Powoli, tak jak na samym początku, kiedy nikt jeszcze nie znał jej imienia. Wciąż
była zła na Huntera, ale sądziła, że dostał nauczkę, zresztą całkowite pozbycie
się zwierzchnictwa choćby garstki demonów, która jej pozostała, było
najgłupszym, na co mogłaby się zdecydować.

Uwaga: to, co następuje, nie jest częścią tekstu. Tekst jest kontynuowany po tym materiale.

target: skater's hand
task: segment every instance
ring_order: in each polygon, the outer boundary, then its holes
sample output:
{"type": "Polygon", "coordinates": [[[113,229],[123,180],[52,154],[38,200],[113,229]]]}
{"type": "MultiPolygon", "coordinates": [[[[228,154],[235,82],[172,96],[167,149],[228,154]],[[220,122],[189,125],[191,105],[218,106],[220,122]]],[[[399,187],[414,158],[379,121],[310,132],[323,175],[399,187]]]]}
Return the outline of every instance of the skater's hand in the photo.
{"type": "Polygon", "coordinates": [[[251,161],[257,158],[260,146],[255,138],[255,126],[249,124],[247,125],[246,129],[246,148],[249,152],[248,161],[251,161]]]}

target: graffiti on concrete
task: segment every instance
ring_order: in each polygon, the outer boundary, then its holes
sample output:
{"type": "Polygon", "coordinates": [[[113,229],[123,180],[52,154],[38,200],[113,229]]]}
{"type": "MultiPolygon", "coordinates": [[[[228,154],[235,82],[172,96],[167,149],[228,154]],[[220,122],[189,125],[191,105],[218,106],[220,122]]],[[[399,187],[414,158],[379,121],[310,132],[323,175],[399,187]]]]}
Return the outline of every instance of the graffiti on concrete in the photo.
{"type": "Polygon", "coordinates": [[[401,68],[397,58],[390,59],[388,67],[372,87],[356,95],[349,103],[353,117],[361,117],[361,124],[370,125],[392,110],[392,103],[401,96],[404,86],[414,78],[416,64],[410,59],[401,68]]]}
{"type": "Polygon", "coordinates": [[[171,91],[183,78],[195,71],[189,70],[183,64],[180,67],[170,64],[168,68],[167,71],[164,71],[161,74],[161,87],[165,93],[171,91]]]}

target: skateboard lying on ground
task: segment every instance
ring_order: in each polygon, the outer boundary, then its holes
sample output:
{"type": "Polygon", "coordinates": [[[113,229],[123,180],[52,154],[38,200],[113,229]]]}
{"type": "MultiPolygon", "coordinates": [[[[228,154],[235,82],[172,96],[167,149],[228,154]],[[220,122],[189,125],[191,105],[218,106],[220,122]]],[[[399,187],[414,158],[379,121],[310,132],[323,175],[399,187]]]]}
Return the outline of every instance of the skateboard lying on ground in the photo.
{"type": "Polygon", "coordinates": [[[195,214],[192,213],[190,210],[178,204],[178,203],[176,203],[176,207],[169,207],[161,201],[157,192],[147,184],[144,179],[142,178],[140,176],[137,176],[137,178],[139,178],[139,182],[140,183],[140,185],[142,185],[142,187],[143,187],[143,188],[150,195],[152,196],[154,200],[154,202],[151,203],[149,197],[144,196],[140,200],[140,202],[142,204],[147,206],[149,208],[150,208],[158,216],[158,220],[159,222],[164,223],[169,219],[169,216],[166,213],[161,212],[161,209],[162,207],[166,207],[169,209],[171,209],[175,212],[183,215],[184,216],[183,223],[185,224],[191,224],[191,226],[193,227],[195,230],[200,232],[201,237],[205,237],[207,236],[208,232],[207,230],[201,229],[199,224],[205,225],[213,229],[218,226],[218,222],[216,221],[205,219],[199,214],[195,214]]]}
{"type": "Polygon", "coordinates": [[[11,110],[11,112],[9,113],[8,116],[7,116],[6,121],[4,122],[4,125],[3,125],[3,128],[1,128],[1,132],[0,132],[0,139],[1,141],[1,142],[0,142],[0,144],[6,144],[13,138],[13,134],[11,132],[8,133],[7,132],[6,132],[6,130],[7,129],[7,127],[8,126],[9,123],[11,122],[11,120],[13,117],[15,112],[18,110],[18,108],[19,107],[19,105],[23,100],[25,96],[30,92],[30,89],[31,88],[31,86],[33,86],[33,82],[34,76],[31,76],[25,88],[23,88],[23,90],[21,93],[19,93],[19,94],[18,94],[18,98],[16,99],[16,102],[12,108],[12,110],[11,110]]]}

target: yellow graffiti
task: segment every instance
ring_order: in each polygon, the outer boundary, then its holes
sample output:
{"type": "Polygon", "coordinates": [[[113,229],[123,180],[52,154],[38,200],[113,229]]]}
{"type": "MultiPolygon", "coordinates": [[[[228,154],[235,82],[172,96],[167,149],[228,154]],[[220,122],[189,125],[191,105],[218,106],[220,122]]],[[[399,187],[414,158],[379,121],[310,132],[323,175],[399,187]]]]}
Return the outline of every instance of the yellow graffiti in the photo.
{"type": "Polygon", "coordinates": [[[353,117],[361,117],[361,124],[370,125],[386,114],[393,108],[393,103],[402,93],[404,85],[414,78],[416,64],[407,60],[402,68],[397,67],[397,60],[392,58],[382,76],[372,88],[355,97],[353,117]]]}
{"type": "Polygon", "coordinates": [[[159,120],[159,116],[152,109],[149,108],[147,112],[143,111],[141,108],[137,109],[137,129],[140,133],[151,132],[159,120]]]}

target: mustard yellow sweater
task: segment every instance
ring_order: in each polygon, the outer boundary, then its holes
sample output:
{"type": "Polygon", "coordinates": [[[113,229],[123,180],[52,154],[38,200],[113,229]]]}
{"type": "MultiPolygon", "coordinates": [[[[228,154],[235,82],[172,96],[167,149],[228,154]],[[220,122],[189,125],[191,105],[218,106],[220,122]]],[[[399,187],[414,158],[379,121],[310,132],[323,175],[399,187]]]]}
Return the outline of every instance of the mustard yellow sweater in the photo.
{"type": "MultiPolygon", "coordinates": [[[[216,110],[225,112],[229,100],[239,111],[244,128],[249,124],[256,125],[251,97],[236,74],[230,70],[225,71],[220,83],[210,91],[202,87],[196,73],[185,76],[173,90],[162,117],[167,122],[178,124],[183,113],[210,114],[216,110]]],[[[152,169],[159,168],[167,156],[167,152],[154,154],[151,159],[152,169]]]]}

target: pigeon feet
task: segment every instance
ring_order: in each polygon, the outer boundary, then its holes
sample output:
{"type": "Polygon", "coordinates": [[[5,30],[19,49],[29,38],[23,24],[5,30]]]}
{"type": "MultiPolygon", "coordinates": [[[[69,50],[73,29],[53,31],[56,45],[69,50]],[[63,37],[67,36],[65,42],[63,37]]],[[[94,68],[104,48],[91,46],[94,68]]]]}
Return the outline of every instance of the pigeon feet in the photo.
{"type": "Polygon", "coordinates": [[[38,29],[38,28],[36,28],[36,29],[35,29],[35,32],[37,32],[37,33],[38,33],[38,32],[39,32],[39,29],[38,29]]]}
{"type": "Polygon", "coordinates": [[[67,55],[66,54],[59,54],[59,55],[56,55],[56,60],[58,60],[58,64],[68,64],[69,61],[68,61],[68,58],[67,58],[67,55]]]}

Na pewno nie jesteśmy ci potrzebni, pani?
Zacisnęła
usta, z trudem powstrzymując grymas. Kątem oka wychwyciła ruch na tyle
charakterystyczny, by rozpoznała w nim pozbawionego ludzkich kształtów,
skrytego w ciemnościach demona. W takich chwilach żałowała, że już
nie miała na swoje skinienie kogoś tak zorganizowanego jak Rafael. Zdrajca
pozostawał zdrajcą, ale wydając mu rozkazy, przynajmniej nie musiała ich
powielać, by mieć pewność, że przekaz dotarł.
Zmusiła się
do zachowania spokoju. Musiała zadowolić się tym, co jej pozostało, choć
chwilami to było trudne. Upadek zawsze bolał, nie wspominając o uciążliwościach,
które towarzyszyły mozolnej drodze z powrotem na szczyt. Nie miała
większego wyboru, a tym bardziej nie mogła pozwolić sobie na straty w sojusznikach,
którymi dysponowała. Sam środek ludzkiej imprezy również nie był najlepszym
miejscem, żeby zademonstrować wybuch gniewu i uświadomić pewnej mgle,
dlaczego nie powinna się wychylać.
Ja wydaję rozkazy, pomyślała jedynie,
tym samym ostatecznie ucinając wszelakie dyskusje.
Nie
doczekała się protestu. Wyczuła, że demon wycofał się, choć bez wątpienia wciąż
kręcił się gdzieś w pobliżu, na wypadek, gdyby go potrzebowała. To akurat
wydało się Isobel właściwe, zwłaszcza że przywykła do obstawy. Można
powiedzieć, że za tym tęskniła – na tyle, na ile to określenie było adekwatne w przypadku
kogoś, kto przywykł mieć na swoje skinienie całą armię. Nie potrzebowała
towarzystwa, ale pionków; kogoś, kto z należytym szacunkiem wykonałby
każdy rozkaz. Tego wymagała droga do celu, a tym bardziej na to zasłużyła
królowa.
Z tym, że
chwilowo musiała zadowalać się czymś po stokroć gorszym. Ta świadomość
doprowadzała ją do szału, ale z łatwością udawało jej się trzymać
niechciane myśli i uczucia na dystans. Chłodny profesjonalizm – to
brzmiało jak idealna odpowiedź na wszystko. Tego też próbowała się trzymać,
znosząc obecność istot, które w jej oczach zasługiwały co najwyżej na
miano posiłku.
Zachowanie
ludzi również jawiło się jej jako coś, co kiedyś byłoby nie do pomyślenia.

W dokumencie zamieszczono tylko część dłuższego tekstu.